“Só existe uma viagem: a viagem da nossa vida”.

E o que pode ser ser a viagem da nossa vida? David Freitas começa lá longe, atira ao tempo em que começou a crescer, a mudar de aspeto, da criança reguila ao adolescente com ar de nerd cuja imagem adora, terminando em aberto, num percurso que ainda terá muito que dar.

No meio desta sua viagem em curso, David fez outra, uma em particular, uma viagem que o mudou para sempre e que marca a viragem que a viagem da vida dele deu. Complicado? Não. Porque David é um homem em construção.

David esteve em Guimarães a contar essa viagem em particular, mas aquilo que David ofereceu à plateia do segundo dia do Travel Fest da Associação de Bloggers de Viagem Portugueses (ABVP) foi uma lição global. Com a mais absoluta das honestidades e uma pungência que deixou nós em várias gargantas.

Porque David com um fito: viagem para os outros. Hoje, trabalha com a ONGD Rota dos Povos, mas começou sozinho, com o projeto Ambulance For Hearts, porque, geek dos números, ficou chocado com os que retratam a Guiné-Bissau. Uma em cada 12 crianças não vive até aos cinco anos.

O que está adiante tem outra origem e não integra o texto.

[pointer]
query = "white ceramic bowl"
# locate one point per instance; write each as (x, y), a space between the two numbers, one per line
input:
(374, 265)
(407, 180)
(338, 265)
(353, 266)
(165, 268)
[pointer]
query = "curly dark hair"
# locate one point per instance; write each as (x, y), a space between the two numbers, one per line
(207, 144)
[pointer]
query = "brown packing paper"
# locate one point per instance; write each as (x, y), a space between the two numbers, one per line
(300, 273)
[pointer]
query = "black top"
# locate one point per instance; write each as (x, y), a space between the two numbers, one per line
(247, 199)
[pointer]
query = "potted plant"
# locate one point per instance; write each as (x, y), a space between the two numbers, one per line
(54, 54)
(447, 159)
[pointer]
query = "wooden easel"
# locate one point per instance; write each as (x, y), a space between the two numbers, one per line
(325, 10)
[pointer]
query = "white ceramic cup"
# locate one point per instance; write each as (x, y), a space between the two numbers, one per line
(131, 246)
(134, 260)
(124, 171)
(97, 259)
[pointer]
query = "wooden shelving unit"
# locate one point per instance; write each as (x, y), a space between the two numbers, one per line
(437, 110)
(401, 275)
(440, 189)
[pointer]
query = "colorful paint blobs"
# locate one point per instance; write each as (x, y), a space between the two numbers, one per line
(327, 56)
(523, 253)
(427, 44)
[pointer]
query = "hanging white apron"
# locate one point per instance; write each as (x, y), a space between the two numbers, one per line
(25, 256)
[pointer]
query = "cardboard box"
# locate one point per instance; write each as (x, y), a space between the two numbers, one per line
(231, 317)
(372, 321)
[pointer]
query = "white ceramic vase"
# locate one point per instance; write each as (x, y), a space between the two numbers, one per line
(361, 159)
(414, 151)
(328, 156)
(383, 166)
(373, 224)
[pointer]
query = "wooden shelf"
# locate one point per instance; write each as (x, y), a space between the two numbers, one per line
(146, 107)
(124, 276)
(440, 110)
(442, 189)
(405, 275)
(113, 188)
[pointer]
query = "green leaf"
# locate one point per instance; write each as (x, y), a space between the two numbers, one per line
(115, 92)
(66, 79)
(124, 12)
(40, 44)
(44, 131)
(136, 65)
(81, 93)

Decidiu ir de ambulância até Catió, porque era ali que a Rota dos Povos de que ouvira falar atuava, comprou uma Hiace que lhe cabia nas músicas com que pinta a vida toda (tudo é cantável, tudo é poesia e Marco Paulo é o maior poeta de todos), chamou-lhe Carrinha Laroca, inspirado em Tony Carreira, e andou com ela cinco minutos. Avariou.

Comprou um jipe e chamou-lhe Jeep C. Quim e enfiou nele as mais de 500 latas de leite em pó que conseguiu comprar com donativos dos alunos (é professor de informática em Gondomar) e mais uma incubadora e uma data de outra coisas e fez-se ao caminho.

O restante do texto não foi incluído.